What President Biden’s Big Speech Means for Investors

Y.This evening, President Biden addressed a joint congressional session for the first time in his presidency and on the eve of his hundredth day in office. Despite the historic backdrop of two women behind Biden, an eerily empty chamber, and the two hundred participants wearing masks, the event seemed familiar to me. It still sparked the kind of political drama we expected: Democrats got training by standing at the end of seemingly every sentence to applaud enthusiastically, while Republicans mostly sat in silence, trying to convey contempt through sedentary body language, didn’t by the easiest to do.

Aside from the minor partisanship, what did the speech actually mean for America and especially for investors?

The cynic in me tends to answer “nothing” to this question, but that is not necessarily true. The speech was an attempt to change the narrative to point out that the pandemic has shown us that the “government is always bad” view that has dominated American politics because Reagan is too simplistic and not always true. Sometimes, the president said, government action is not only necessary but desirable if we are to improve our lives.

To that end, we heard an ambitious list of social programs, including universal pre-K education and free community college for all Americans, along with health and other reforms paid for through tax hikes for the rich. There have been many calls for unity in Congress and for bipartisanship, but in the modern political world, many of the priorities set by the president have absolutely no chance of garnering Republican support.

Because of this, most of the television coverage of yesterday’s speech featured multiple pans for one man: West Virginia Senator Joe Manchin. If any of this is to become law it will require a unified democratic caucus in both the House and Senate, so support from right-wing democrats like Manchin will be essential. That gives them a lot of power, but it also makes it likely that what actually comes out of it as legislation will be much more moderate than speech.

Even Biden himself seemed to recognize this reality and praised the Republicans who had found a contradiction to his infrastructure proposal with an admonition to get to work. This implies a willingness to compromise on what is likely to have the greatest impact on the economy and the market. Adding $ 1.8 trillion to the monetary and fiscal incentives already in place would benefit the market, almost regardless of where that money was spent. The crisis would of course come in terms of how it was paid for.

Contrary to what we instinctively think and Republican orthodoxy, there is no real evidence that a change in income tax rates will affect the economy that much over time. Indeed after a study The non-partisan Tax Policy Center has shown that “over long periods of time, growth rates in the United States have not changed in parallel with massive changes in the structure and return on income of the tax system.”

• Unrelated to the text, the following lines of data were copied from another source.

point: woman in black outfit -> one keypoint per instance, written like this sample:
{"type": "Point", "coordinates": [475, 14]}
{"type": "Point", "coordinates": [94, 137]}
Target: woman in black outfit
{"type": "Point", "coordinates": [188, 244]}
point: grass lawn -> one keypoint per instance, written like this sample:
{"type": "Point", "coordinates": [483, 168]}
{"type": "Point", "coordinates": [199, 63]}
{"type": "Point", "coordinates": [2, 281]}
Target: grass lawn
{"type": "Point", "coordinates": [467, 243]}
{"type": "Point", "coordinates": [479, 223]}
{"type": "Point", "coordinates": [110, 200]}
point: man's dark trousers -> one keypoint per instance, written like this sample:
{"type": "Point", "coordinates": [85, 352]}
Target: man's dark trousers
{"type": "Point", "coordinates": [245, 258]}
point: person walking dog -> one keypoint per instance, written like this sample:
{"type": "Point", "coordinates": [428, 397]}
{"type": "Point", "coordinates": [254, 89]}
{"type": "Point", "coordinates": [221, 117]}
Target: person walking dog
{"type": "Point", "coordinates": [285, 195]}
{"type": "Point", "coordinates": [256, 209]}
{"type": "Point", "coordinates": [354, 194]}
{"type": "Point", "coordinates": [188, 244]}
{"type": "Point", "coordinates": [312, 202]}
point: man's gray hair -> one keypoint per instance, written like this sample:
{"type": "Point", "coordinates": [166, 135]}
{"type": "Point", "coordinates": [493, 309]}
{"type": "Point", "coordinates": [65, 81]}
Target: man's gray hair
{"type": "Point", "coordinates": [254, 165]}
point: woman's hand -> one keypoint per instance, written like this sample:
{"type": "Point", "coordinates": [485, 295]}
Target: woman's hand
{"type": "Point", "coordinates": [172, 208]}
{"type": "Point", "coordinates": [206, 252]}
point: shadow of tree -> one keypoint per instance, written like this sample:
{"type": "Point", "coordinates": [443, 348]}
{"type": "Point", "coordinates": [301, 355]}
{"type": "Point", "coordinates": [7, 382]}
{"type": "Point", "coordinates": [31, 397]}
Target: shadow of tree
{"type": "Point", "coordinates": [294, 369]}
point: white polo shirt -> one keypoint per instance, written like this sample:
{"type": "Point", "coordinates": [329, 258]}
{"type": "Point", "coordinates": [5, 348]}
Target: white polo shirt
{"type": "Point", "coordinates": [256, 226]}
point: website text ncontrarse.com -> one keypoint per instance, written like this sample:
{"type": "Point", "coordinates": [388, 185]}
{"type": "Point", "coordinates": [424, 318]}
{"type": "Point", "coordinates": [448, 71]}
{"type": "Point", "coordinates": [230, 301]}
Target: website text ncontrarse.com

However, this is not the case when it comes to the short-term impact of tax increases, especially corporate tax, on the market. An increase in this rate will have a direct and noticeable effect on the company’s results. You can argue that if these revenues are wisely spent by the government or used to pay off the already massive national debt, it will have an overall positive effect, which will at least make up for it, but history up to this point suggests that none of these things are the case is particularly likely.

Despite the practical problems of getting any of the things outlined and the likely limited impact of what turns out to be the final version, there were some indications for investors from last night’s speech regarding sectors and industries. For example, healthcare stocks lagged this morning as the president spoke to patients in general about the issue of drug prices and costs. That sector’s underperformance is likely to continue, too, as tackling high prescription drug prices and incomprehensible bankrupt medical bills is a rare area of ​​bipartisan agreement. Unfortunately, these things also seem to be an integral part of the business models of some companies in the industry. As long as they stay at the top, the entire industry will have trouble.

On the other side of the coin, energy levels are outperforming this morning and oil is also higher. This isn’t entirely due to Biden’s words, but the lack of specific policy proposals that would immediately put oil and gas companies at a disadvantage will have been a relief for many investors there.

Ultimately, this speech will have far less impact on the market than in the short or medium term the Fed Claims yesterday that they will continue to keep rates low and add liquidity even if they say they expect faster growth and higher inflation. It is likely that it will be that and more great revenue from Apple (AAPL) and Caterpillar (CAT) in place of Biden’s words from last night, among other things, causing stocks to trade higher this morning and that is an encouraging sign for the future.

The views and opinions expressed are those of the author and do not necessarily reflect those of Nasdaq, Inc.